RabbitMQ was probably one of the largest technology mistakes we have ever made. While it’s a superb product, it was an exceptionally poor match for our workloads, deployment model and environment.
After a year of staving off queue partitions, we decided to move on (again). This time, we picked MSMQ (Microsoft Message Queuing) for our South African environment. Simplistic but proven, it served us well. It required no additional components, no complex configuration and best of all it was stable.
The next inflection point was that as our Azure utilisation started to pick up and we built more instrumentation into the platform, we started noticing spurious spikes in processing latency. We tracked the issue down to the Azure Service Bus. Azure Service Bus comes in a few different flavours but basically one type is shared, the other is dedicated. We were using shared but to move to dedicated was a 60x increase in cost which was untenable.

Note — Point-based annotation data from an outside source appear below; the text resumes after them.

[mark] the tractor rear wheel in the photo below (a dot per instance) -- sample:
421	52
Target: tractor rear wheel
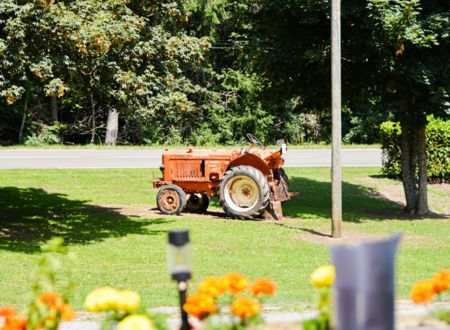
244	192
171	199
197	203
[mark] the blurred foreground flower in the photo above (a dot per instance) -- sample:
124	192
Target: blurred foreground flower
200	305
323	276
136	322
323	279
231	291
123	310
263	286
423	292
12	321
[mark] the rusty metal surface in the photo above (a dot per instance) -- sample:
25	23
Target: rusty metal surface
200	171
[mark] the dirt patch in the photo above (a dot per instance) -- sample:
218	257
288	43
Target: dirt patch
386	191
347	238
438	196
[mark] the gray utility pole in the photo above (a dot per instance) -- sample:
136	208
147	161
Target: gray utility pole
336	181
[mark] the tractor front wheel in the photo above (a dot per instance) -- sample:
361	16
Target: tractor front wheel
244	192
197	203
171	199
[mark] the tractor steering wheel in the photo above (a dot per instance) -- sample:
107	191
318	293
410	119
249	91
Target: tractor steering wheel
254	140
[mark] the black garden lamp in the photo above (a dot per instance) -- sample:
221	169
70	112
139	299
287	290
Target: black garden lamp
179	262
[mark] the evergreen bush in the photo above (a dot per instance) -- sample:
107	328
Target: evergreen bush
437	145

As we dug deeper into the problem we found out that not only were there insanely high delays in processing messages on the queues (think upwards of 120 seconds) but actually the average processing times were unacceptable high too (often upwards of 100ms).

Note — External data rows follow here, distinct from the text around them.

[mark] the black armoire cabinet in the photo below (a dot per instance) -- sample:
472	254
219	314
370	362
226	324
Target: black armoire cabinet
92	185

Over the course of a few weeks we experimented with some mitigation techniques that would deal with the massive latency spikes. None of them worked well enough and we never deployed them into production.

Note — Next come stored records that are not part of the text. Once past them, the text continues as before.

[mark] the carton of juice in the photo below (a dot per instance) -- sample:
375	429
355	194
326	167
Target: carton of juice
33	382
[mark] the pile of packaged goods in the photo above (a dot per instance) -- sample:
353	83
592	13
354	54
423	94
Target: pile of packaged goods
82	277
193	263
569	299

What we realized about queues
As we were deciding how to tackle this problem, we realised we had been missing the wood for the trees and began to question why we were using queues in the first place.
Queues are intended to process messages where asynchronous communication is required. Our mistake had been to use them as a solution for remote procedure call (RPC). This insight was critical because we realised we didn’t actually need or want a middleman to process messages – in Flowgear all communication is essentially synchronous.
Flowgear’s new architecture
We developed a new architecture that allowed direct role-to-role communication (identical in both Azure PaaS and VM environments). We implemented this by publishing a small RESTful service within each role. Any role can then communicate with any other role via the REST API and a simple role-discovery service permits the consumer to locate a desired target role.
As a bonus, the role discovery service also tracks load levels in each role which enabled us to implement orchestrator-independent load balancing.
The new architecture went live in August and we’ve been very happy with the results. The extreme latency spikes we had seen under Azure Service Bus were eradicated and our average message delivery time was reduced by between 20ms and 80ms (one environment actually saw a reduction of 300ms!)
If you’re looking for a way to communicate across roles in your service, consider whether you’re actually looking for RPC or queues. A simple heuristic for this determination is to consider whether you want asynchronous or synchronous communication. If you need synchronous communication, queues are probably the wrong approach.